6. Quality - Our services will be provided with reasonable care and skill. However, our services are provided "as is" only and we are not responsible for any actions you take or do not take in reliance upon any report or other research we deliver to you in the provision of the services. All implied warranties, conditions and other terms concerning our performance of the services are excluded to the extent permitted by law. 6.1 Quality Control - we operate a quality management system certified to ISO20252, the international standard for Market Research. We provide research outputs from a variety of data inputs, including data collection purchased from third party research suppliers. Suppliers must meet our quality requirements, including our standards for the recruitment and validation of respondents who self complete responses via internet panels or other sources. Our quality standards are available on request.
7. The Data Protection Legislation – Illuminas is registered as a Data Controller with Information Commissioner’s Office, registration number Z9566964. Illuminas shall ensure that it has in place the appropriate technical and organisational measures in relation to its obligations under the Data Protection Legislation. You warrant to Illuminas that you have complied with The Data Protection Acts requirements in relation to any customer data or sample you provide for the purposes of research commissioned by you.
8. Exchange Rates - We will invoice you in £ Sterling GBP and you agree to pay us in £ Sterling GBP.
9. Termination - Without prejudice to any other right or remedies, either of us may terminate this agreement at any time by notice in writing to the other if the other party is in breach of this agreement and, in the case of a breach capable of remedy, the breach is not remedied within 14 days of the other party receiving notice specifying the breach and requiring it to be remedied, or if the other party becomes insolvent or an order is made or a resolution is passed for the winding up of the other party (other than voluntary for the purpose of solvent amalgamation or reconstruction) or if an administrator, administrative receiver or receiver is appointed in respect of the whole or any part of the other's assets or business or if the other makes any composition with its creditors or takes or suffers any similar or analogous action in consequence of debt.
10. Our Staff - You undertake that you will not during the term of this agreement and for a period of one year following its expiry solicit or seek to induce away from our employment any person who is or was employed or engaged by us.
11. General. If there is an inconsistency between these general terms and conditions and the Project Proposal, these terms and conditions shall prevail. Amendments to this agreement shall only be valid if made in writing and signed by both parties. If any provision of this Agreement is found invalid or unenforceable the remainder shall, nevertheless remain in full force and effect. Termination of this Agreement shall not affect any of the rights and liabilities of either party accrued at that date and nor shall it affect the continuation of any obligations expressed or intended to continue after termination.
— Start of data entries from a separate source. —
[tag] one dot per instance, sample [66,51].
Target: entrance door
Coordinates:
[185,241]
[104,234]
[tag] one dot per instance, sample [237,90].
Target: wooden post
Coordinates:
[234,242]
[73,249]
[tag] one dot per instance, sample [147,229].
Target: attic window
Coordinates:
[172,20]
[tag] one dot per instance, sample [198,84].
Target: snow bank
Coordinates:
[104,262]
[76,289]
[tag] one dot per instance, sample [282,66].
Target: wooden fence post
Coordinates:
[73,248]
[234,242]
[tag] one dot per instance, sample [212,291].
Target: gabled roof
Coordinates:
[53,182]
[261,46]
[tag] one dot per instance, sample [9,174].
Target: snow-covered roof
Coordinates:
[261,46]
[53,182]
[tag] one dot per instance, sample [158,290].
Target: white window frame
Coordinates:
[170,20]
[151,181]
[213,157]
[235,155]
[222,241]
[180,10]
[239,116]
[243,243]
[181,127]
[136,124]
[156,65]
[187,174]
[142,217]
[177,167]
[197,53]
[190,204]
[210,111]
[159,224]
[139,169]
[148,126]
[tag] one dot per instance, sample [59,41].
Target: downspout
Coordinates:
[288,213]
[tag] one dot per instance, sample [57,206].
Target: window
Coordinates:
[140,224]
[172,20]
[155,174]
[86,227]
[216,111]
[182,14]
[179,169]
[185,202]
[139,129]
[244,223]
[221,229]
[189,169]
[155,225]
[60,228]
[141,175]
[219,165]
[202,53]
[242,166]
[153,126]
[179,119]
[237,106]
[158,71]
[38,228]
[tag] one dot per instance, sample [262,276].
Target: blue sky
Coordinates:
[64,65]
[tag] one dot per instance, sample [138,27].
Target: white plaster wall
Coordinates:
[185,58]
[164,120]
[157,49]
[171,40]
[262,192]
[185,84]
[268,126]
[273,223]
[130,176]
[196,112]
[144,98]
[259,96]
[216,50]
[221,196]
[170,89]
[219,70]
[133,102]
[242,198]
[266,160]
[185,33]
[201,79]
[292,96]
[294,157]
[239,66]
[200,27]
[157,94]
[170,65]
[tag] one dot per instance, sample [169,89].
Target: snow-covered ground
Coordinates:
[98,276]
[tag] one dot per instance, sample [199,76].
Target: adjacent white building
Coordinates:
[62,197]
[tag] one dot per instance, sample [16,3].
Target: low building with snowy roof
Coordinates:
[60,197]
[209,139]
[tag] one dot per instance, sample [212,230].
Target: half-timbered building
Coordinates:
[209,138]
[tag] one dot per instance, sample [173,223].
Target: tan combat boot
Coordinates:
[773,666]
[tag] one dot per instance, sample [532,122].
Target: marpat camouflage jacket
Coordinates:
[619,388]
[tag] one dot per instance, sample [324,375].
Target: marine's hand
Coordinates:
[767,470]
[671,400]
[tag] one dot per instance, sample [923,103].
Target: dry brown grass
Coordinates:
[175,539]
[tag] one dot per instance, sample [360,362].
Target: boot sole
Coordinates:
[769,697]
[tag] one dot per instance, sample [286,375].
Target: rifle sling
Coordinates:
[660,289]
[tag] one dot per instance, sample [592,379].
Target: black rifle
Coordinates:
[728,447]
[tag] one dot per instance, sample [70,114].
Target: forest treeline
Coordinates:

It is not intended that anybody other than you and us may benefit from this agreement because of the Contracts (Rights of Third Parties) Act 1999. Headings are for convenience only and will not affect interpretation of this agreement. You may not assign this agreement without our consent. This agreement will be governed by and construed in accordance with the laws of England and be subject to the exclusive jurisdiction of the English Courts.